Investir em um meio ético e seguro, que preze pela segurança das informações trocadas durante a interação entre médico e paciente, pode sim otimizar o tempo gasto em locomoção e espera. Ainda que não se equipare a uma consulta tradicional, o surgimento de tal possibilidade agregaria valor à cadeia assistencial. Quando não estiver encarando uma situação de emergência, o paciente pode entrar em contato com o seu médico através de plataformas interativas que permitem sanar dúvidas sobre medicamentos e seus efeitos colaterais, conhecer hábitos saudáveis que contribuem para uma dieta balanceada, receber dicas sobre como abandonar vícios, entre outros.

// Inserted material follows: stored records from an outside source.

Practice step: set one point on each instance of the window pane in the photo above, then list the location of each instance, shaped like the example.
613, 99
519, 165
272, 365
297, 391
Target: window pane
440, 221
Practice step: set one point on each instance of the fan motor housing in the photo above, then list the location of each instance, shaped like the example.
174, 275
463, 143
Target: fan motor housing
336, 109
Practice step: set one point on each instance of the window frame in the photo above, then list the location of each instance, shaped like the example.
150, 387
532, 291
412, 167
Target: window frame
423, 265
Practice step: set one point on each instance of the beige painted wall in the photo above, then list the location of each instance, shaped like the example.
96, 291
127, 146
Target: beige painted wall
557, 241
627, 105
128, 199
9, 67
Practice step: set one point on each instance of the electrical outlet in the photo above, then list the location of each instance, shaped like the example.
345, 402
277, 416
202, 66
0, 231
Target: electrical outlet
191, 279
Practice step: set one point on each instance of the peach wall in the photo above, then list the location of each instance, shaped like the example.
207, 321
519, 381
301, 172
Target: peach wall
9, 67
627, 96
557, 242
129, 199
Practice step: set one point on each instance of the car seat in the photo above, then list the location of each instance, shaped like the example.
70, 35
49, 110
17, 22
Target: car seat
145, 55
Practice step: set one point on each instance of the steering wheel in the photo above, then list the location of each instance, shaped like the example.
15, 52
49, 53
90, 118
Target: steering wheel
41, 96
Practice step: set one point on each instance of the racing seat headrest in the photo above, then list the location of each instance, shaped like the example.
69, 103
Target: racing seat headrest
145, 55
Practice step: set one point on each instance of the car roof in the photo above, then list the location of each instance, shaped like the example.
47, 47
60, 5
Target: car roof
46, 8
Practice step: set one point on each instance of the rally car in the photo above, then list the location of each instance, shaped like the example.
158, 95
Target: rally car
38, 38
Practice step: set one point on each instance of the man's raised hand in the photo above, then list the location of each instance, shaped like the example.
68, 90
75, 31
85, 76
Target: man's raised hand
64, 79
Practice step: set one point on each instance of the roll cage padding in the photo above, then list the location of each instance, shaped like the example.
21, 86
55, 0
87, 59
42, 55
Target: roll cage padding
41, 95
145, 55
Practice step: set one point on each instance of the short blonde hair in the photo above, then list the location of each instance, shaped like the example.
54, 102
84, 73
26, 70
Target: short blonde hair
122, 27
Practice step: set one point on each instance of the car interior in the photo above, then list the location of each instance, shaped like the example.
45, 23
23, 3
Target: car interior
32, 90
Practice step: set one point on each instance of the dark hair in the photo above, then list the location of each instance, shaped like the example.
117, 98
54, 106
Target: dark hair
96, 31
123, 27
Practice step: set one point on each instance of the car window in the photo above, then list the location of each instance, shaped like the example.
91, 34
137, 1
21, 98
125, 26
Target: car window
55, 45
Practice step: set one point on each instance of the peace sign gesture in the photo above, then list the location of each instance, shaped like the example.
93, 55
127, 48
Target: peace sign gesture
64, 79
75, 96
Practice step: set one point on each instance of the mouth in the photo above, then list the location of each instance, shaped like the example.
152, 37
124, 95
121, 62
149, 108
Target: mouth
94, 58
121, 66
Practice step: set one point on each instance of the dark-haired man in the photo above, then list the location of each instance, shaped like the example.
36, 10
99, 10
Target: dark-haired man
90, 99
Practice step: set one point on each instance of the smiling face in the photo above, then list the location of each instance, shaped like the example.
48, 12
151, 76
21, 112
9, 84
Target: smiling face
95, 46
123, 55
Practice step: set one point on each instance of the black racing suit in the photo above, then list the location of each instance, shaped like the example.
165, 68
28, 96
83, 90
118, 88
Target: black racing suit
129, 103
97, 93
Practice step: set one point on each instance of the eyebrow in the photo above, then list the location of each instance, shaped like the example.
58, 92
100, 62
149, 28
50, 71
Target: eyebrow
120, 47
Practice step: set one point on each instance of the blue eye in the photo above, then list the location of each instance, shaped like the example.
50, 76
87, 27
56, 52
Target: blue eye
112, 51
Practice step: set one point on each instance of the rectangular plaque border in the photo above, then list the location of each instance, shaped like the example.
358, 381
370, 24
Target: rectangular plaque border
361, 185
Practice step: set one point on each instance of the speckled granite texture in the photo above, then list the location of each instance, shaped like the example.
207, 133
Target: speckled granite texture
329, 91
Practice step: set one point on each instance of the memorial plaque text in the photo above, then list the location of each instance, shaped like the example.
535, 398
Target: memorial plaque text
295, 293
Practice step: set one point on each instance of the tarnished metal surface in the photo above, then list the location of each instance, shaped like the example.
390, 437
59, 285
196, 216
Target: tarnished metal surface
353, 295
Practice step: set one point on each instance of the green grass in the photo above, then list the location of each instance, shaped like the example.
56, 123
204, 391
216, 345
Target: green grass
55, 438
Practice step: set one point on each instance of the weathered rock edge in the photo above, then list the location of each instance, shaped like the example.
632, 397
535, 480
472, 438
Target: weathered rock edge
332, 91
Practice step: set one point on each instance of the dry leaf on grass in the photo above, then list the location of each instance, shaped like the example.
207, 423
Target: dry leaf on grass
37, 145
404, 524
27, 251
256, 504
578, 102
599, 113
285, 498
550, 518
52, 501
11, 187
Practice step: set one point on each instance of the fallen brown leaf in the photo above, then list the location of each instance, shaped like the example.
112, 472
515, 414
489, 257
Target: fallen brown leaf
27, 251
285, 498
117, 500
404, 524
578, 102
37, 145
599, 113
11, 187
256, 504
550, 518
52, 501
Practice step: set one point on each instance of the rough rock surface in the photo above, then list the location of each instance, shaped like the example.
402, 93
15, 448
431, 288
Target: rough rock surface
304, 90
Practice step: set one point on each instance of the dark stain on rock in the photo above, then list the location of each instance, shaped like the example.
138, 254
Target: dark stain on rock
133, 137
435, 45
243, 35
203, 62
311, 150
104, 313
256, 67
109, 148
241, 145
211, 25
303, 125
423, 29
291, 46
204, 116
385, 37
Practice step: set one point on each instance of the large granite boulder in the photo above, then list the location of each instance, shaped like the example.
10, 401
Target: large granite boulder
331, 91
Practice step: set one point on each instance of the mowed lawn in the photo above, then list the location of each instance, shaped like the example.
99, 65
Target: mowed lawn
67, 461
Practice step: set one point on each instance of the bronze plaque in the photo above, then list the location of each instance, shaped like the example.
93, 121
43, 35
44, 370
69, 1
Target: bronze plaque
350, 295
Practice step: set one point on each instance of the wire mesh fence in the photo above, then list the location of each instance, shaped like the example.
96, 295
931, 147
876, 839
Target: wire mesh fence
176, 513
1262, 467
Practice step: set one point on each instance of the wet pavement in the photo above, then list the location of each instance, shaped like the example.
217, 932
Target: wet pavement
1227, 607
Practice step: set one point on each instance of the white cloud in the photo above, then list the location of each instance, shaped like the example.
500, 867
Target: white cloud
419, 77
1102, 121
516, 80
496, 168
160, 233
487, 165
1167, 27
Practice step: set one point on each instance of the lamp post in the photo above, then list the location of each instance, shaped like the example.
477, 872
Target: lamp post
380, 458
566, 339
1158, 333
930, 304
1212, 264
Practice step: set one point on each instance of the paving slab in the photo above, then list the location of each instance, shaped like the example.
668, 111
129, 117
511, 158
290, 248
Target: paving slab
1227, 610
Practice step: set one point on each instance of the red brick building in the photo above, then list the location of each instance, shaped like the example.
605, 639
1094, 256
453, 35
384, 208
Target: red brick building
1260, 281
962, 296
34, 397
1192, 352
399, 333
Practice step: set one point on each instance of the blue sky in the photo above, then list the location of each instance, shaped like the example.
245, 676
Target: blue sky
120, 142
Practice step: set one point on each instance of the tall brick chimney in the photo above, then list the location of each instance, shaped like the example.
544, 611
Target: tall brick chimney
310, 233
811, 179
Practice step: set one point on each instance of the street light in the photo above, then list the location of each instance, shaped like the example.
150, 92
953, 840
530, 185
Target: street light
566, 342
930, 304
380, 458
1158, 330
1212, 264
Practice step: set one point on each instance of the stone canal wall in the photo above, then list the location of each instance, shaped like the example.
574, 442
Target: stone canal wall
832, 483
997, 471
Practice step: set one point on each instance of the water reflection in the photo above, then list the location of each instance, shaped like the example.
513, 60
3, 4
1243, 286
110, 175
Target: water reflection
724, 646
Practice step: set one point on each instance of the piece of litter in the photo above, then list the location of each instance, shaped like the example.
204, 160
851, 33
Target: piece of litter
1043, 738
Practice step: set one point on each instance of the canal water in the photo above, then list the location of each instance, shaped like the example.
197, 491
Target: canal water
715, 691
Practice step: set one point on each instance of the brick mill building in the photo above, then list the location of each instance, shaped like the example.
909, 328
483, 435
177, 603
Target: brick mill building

O profissional da saúde, por sua vez, poderia contar com a geração instantânea do prontuário eletrônico do paciente em atendimento, o acesso de exames antigos para comparação e os últimos medicamentos prescritos. Outro benefício percebido é a eliminação de arquivos em papel,  diminuindo significativamente o acúmulo de documentos que podem ser digitalizados e eternizados pela tecnologia da qual se fala. A liberação de um espaço como esse poderia, inclusive, viabilizar a instalação de um maquinário mais significativo para o atendimento presencial.

Segurança acima de tudo

Conforme mencionado, a troca de informações por meio de ferramentas de comunicação remota deve ser vista como estritamente confidencial. Isso porque o paciente deverá confiar dados pessoais ao médico, os quais ficariam gravados na memória do sistema utilizado. Sob nenhuma hipótese esse conteúdo deve ser repassado a terceiros, já que tal ato se configura como crime de quebra de sigilo. Ao adaptar a ideia, os profissionais envolvidos deverão levar em consideração o pleno funcionamento da integração sistêmica, a qual precisará alinhar o envio e o recebimento de mensagens sem que a ação de bugs e vírus resulte em vazamento na rede.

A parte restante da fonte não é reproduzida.